Nun kriegt Kelly die Chance, ihre EM perfekt zu machen. Denn an den Final von vor drei Jahren hat sie gute Erinnerungen: In der 111. Minute traf sie damals gegen Deutschland zum 2:1 – und sicherte ihrem Team den Europameisterinnentitel.
Die 19-jährige Michelle Agyemang schreibt ihr ganz persönliches Sommermärchen. Eines, das sie sich vor EM-Start wohl selbst nicht erträumt hätte. Vor dem Turnier hatte die Stürmerin von Brighton & Hove nur ein einziges A-Nati-Länderspiel absolviert. Fünf Minuten erhielt sie dann im ersten Gruppenspiel gegen Frankreich, die beiden nächsten blieb sie auf der Bank.
Doch ihr Moment sollte kommen: Im EM-Viertelfinal gegen Schweden traf sie, eingewechselt in der 70 Minute, zum 2:2, rettete England in die Verlängerung. Gleiches Spiel im Halbfinal: Für die letzten fünf regulären Spielminuten kam Agyemang. Sie dankte es mit dem Ausgleichstor in der Nachspielzeit und rettete England in extremis vor dem EM-Aus. Ob sie im Final, ganz nach dem Motto «aller guten Dinge sind drei» erneut trifft?
Sie ist die renommierteste Trainerin im Frauenfussball: Sarina Wiegman. Die 55-jährige Niederländerin spielte einst selbst für das Nationalteam, verbuchte 101 Einsätze für die «Oranje». Ihre Trainerinnenkarriere lancierte sie dann in ihrem Heimatland, war während fünf Jahren, von 2016 bis 2022, Coach von den Niederländerinnen. 2017 wurde sie mit ihrem Team Europameisterin, 2019 Vizeweltmeisterin. Genau gleich ruhmreich ging ihre Karriere dann in England weiter: 2022 der EM-Titel, 2023 der WM-Final-Vorstoss.

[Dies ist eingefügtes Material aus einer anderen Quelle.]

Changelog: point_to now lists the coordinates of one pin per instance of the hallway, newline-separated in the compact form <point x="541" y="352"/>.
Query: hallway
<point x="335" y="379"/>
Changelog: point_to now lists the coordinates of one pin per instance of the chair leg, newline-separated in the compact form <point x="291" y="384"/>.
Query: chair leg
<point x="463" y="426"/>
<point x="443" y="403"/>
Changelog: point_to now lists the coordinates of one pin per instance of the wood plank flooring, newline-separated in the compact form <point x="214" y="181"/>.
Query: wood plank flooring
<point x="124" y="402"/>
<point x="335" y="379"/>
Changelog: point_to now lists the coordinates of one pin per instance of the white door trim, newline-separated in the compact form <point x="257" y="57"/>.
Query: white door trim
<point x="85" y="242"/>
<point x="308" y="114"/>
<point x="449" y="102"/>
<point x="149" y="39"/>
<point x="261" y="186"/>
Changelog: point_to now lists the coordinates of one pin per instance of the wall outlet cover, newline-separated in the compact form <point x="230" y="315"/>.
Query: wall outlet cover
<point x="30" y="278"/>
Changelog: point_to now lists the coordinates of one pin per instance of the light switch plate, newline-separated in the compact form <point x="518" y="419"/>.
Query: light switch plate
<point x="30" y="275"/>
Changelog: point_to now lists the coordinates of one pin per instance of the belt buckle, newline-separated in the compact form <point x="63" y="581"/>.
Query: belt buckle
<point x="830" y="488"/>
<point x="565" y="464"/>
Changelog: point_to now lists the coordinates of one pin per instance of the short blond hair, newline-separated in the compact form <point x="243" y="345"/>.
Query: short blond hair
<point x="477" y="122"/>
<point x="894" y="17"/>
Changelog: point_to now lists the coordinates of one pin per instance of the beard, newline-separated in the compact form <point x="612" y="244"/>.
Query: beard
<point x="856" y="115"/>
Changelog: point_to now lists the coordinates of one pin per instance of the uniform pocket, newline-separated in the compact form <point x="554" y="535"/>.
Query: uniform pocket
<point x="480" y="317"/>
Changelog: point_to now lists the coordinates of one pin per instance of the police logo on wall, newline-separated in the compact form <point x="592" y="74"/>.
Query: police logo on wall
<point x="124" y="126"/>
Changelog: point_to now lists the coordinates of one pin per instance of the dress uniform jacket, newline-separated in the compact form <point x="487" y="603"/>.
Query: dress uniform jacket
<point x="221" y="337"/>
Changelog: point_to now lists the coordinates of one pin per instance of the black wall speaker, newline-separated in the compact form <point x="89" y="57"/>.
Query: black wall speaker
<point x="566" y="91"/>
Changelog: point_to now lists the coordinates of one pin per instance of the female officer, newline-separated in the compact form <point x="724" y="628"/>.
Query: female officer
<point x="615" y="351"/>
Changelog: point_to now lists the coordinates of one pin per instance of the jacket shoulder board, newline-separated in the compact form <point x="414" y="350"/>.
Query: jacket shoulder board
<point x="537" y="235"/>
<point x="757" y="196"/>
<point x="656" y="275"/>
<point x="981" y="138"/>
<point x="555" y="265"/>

Und nun könnte Wiegmann tatsächlich der Titel-Hattrick an der EM gelingen.
Die grössten Erfolge feierte England unter der aktuellen Nationaltrainerin Sarina Wiegman. Allen voran der Gewinn der Europameisterschaft am Heim-Turnier 2022. Hinzu kommt der Vizeweltmeisterinnen-Titel ein Jahr später.
Der EM-Final zwischen Spanien und England am Sonntag ist die Neuauflage des WM-Finals von 2023. In Sydney setzten sich die Spanierinnen dank einem Distanzschuss von Linksverteidigerin Olga Carmona mit 1:0 durch. Die «Lionesses» möchten im EM-Final nun die Revanche.